そして、楽天モバイルはサービスとしてまだ若いためか、大規模障害・システムトラブルが発生することもあり、信頼性に欠ける部分が無いとは言えません。その点、povoはauの回線品質・サービスクオリティですので「楽天をメイン回線にするのは不安」という人の新しい選択肢となるはずです。

povo2.0のデメリット・難点

povo2.0のサービスには、いくつかの注意点や気になる点もあります。

まずpovo2.0の料金システムが非常に複雑である点です。”自由度が高い・カスタマイズ性が高い”ことは、ユーザーが自分にあったプラン・オプションを的確に選べることを前提としたメリットである反面で、正しく選べない・サービスの意味・内容を理解出来ないユーザーには料金システムが難しく見えるでしょう。

60GB/180GBプランなどの高額・大容量プランを買ってしまい、使い切らずに失効させることが生じる金銭的デメリットもありえます。

もっとも、povo自体がオンライン専用・店頭でのサポート無しの「上級者向けサービス」であるため、povo2.0の料金が難しくてわからないという人は、店頭でサポートが受けられるau・UQモバイルを選択すれば良いため、無理にpovo2.0を検討する必要はありません。

スマホ料金を安くしたい・でもサポートも欲しいなら、UQモバイルがあれば事足りるでしょう。

povo2.0の注意点

povo2.0を利用する点で、「有料サービスを使わないと自動で強制解約」という仕様にも気をつけなければなりません。

最後に購入した有料トッピングの有効期限の翌日から180日間、有料トッピングの購入などがない場合、利用停止、契約解除となる場合があります。また別途所定の手数料等の費用がかかる場合あります

サービス発表時点ではどの程度まで厳格に「使っていない/0円を維持し続けること」が解約対象になるのかは検討中とされています。しかし、確実に「永久に0円で使う」ことは封じられる予定です。
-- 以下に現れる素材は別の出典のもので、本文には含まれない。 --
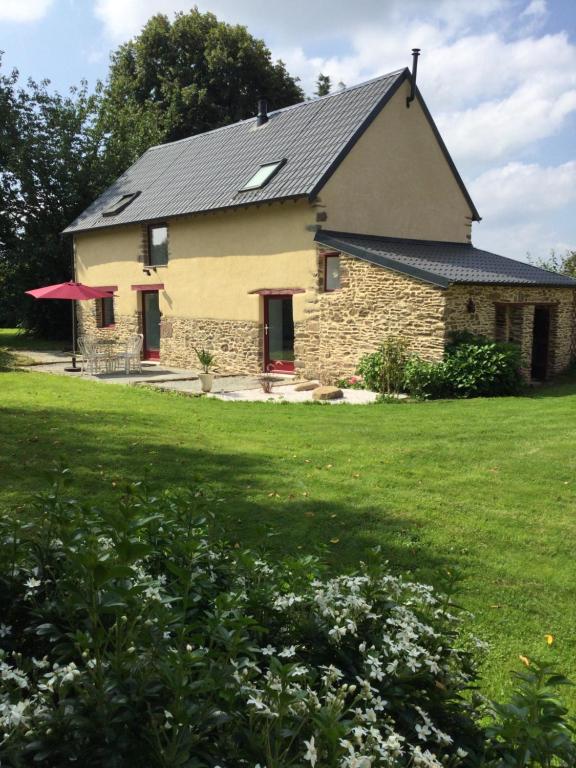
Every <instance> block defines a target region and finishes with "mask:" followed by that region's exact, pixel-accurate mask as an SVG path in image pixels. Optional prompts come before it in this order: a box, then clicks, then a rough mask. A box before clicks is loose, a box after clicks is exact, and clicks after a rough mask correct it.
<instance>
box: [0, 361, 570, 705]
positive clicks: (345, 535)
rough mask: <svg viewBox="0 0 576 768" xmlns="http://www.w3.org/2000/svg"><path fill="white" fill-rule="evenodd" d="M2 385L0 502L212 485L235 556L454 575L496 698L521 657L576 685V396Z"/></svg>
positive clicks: (74, 384) (436, 573) (569, 388)
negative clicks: (414, 399) (121, 486)
mask: <svg viewBox="0 0 576 768" xmlns="http://www.w3.org/2000/svg"><path fill="white" fill-rule="evenodd" d="M0 382H1V393H2V396H1V399H0V440H1V445H2V449H1V451H0V503H2V504H11V505H20V504H23V503H25V502H26V501H27V500H28V499H29V498H30V496H31V495H32V494H33V493H35V492H36V491H38V490H41V489H44V488H46V487H47V484H48V483H49V471H48V470H49V467H50V465H51V464H52V462H53V461H58V462H60V463H61V464H62V465H65V466H68V467H70V468H71V469H72V470H73V475H74V482H73V486H72V489H71V493H72V494H76V495H77V496H78V497H82V498H84V499H93V500H94V502H96V503H100V504H106V503H110V502H111V501H113V499H114V497H115V496H116V494H118V493H119V492H120V488H121V486H122V484H123V483H124V482H125V481H131V480H137V479H141V478H142V477H143V476H144V475H145V474H148V475H149V478H150V482H151V483H152V484H153V486H154V487H157V488H159V489H161V488H168V487H189V486H196V485H198V486H202V487H204V488H208V489H210V490H212V491H213V492H214V503H213V508H214V510H215V512H216V513H217V515H218V516H219V518H220V519H221V521H222V523H223V524H224V525H225V527H226V530H227V532H228V535H229V536H230V537H231V538H232V540H233V541H238V542H240V543H246V544H250V545H255V544H260V545H263V546H265V547H266V548H272V549H273V551H274V552H275V553H280V552H295V551H300V552H308V551H313V550H314V549H315V548H316V547H317V546H318V545H322V546H325V547H326V550H327V557H328V558H329V560H330V562H331V563H332V564H334V565H335V566H338V565H339V564H340V563H345V564H346V565H349V564H354V563H357V562H358V560H359V559H361V558H362V557H363V555H364V553H365V552H366V550H367V548H368V547H371V546H373V545H375V544H380V545H381V547H382V550H383V552H384V554H385V556H386V557H387V558H388V559H389V560H390V563H391V564H392V565H393V567H394V568H399V569H402V570H408V569H411V570H412V571H413V572H414V573H415V574H416V576H417V577H418V578H420V579H422V580H430V581H432V582H439V580H440V579H441V574H443V573H445V572H446V571H447V570H449V571H451V572H455V571H457V572H459V573H460V575H461V579H462V580H461V589H462V592H461V603H462V604H463V605H465V606H466V607H467V608H469V609H470V610H471V611H473V613H474V614H475V619H474V620H473V621H471V626H473V628H474V629H475V631H476V633H477V634H478V635H479V636H480V637H481V638H482V639H484V640H487V641H488V642H490V643H491V645H492V651H491V654H490V656H489V660H488V662H487V663H486V665H485V668H484V675H485V690H486V691H488V692H490V693H491V694H496V695H499V694H500V693H501V692H502V690H503V688H504V687H505V686H506V684H507V682H508V674H507V672H508V670H511V669H513V668H516V667H517V666H518V655H519V654H526V655H531V654H534V655H544V654H547V655H549V656H551V657H552V658H554V659H557V660H558V661H559V663H560V664H561V665H562V667H563V669H564V671H566V672H568V673H570V674H572V675H573V676H576V662H575V658H576V654H575V651H576V638H575V626H576V580H575V578H574V573H575V568H574V562H575V561H574V544H575V542H576V472H575V470H576V439H575V426H576V385H575V384H571V383H569V382H568V383H565V384H563V385H561V386H557V387H555V388H548V389H545V390H541V391H540V392H539V393H538V394H537V395H536V396H534V397H526V398H505V399H500V400H496V399H495V400H472V401H460V402H435V403H421V404H397V405H376V406H365V407H350V406H307V405H272V404H262V403H253V404H250V403H222V402H218V401H214V400H206V399H199V398H195V399H192V398H186V397H182V396H177V395H167V394H163V393H158V392H153V391H148V390H144V389H133V388H124V387H119V386H111V385H104V384H97V383H90V382H86V381H81V380H75V379H70V378H66V379H64V378H61V377H57V376H50V375H47V374H39V373H27V372H19V371H16V372H9V373H1V374H0ZM275 534H276V535H275ZM546 633H552V634H553V635H555V637H556V642H555V643H554V645H553V647H552V648H551V649H547V648H546V645H545V640H544V635H545V634H546ZM572 703H576V697H574V695H573V699H572Z"/></svg>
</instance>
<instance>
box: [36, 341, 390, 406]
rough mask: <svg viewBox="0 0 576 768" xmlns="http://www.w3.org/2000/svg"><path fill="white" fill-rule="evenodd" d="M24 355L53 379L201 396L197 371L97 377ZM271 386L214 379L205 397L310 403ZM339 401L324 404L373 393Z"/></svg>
mask: <svg viewBox="0 0 576 768" xmlns="http://www.w3.org/2000/svg"><path fill="white" fill-rule="evenodd" d="M25 355H26V357H27V358H30V359H31V360H32V362H31V363H30V364H29V365H26V366H22V367H23V368H25V369H27V370H33V371H35V372H37V373H48V374H52V375H56V376H69V377H70V376H71V377H74V378H77V379H82V380H87V381H99V382H102V383H104V384H121V385H124V386H133V387H138V386H147V387H152V388H154V389H159V390H161V391H163V392H178V393H180V394H183V395H190V396H197V395H201V394H202V389H201V386H200V381H199V379H198V371H194V370H185V369H183V368H171V367H168V366H165V365H161V364H159V363H155V362H150V361H145V362H143V363H142V372H141V373H137V372H134V373H130V374H126V373H124V372H123V371H114V372H106V373H104V372H103V373H98V374H95V375H91V374H88V373H83V374H81V373H73V372H70V371H66V370H65V369H66V368H67V367H69V366H70V360H71V356H70V354H69V353H64V352H43V351H42V352H41V351H28V350H27V351H26V352H25ZM275 378H277V381H276V382H275V383H274V384H273V391H272V392H271V393H265V392H264V391H263V390H262V386H261V384H260V381H259V379H258V376H253V375H242V374H237V375H225V376H219V375H218V374H216V375H215V378H214V386H213V388H212V392H211V393H210V394H209V395H207V397H210V398H214V399H218V400H224V401H227V402H272V403H283V402H289V403H305V402H313V398H312V392H313V390H309V391H306V392H297V391H295V387H296V385H297V381H296V380H295V377H294V376H289V375H286V374H278V375H277V377H276V376H275ZM343 395H344V396H343V397H342V398H339V399H337V400H329V401H327V402H329V403H331V404H334V405H337V404H341V403H349V404H353V405H361V404H367V403H372V402H374V401H375V400H376V393H375V392H366V391H364V390H354V389H345V390H343Z"/></svg>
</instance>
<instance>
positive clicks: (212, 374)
mask: <svg viewBox="0 0 576 768" xmlns="http://www.w3.org/2000/svg"><path fill="white" fill-rule="evenodd" d="M198 378H199V379H200V386H201V387H202V392H211V391H212V384H214V374H213V373H199V374H198Z"/></svg>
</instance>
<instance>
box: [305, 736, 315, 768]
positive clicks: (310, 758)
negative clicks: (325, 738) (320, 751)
mask: <svg viewBox="0 0 576 768" xmlns="http://www.w3.org/2000/svg"><path fill="white" fill-rule="evenodd" d="M304 745H305V746H306V753H305V754H304V760H308V761H309V763H310V765H311V766H312V768H314V766H315V765H316V761H317V760H318V752H317V751H316V746H315V744H314V736H311V737H310V741H306V740H304Z"/></svg>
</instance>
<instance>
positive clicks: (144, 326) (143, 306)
mask: <svg viewBox="0 0 576 768" xmlns="http://www.w3.org/2000/svg"><path fill="white" fill-rule="evenodd" d="M141 295H142V330H143V333H144V359H145V360H159V359H160V318H161V313H160V300H159V294H158V291H142V294H141Z"/></svg>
スマホの利用頻度が極端に低いユーザーや、予備回線として契約してiPhoneやスマートフォンのデュアルSIM・副回線に設定したまま利用を忘れてしまったときなど、いざ使いたいときに回線が停止されているというトラブルが発生しないとも限りません。

有料トッピング利用による更新、通話やSMS利用などの「利用実績」をどこまで判定するかは、今後の公式発表に注意して利用継続を行う必要があるでしょう。

povo2.0は2021年9月下旬提供開始

auはpovo2.0の発表と同時に、現行プラン(povo1.0、20GBプラン)は2021年9下旬に受付を終了し、完全に新プラン(povo2.0)に切り替える予定です。

9月13日からサービス開始日まで「povo2.0デビューキャンペーン」を実施しており、興味のあるユーザーはエントリーしておくことを推奨します。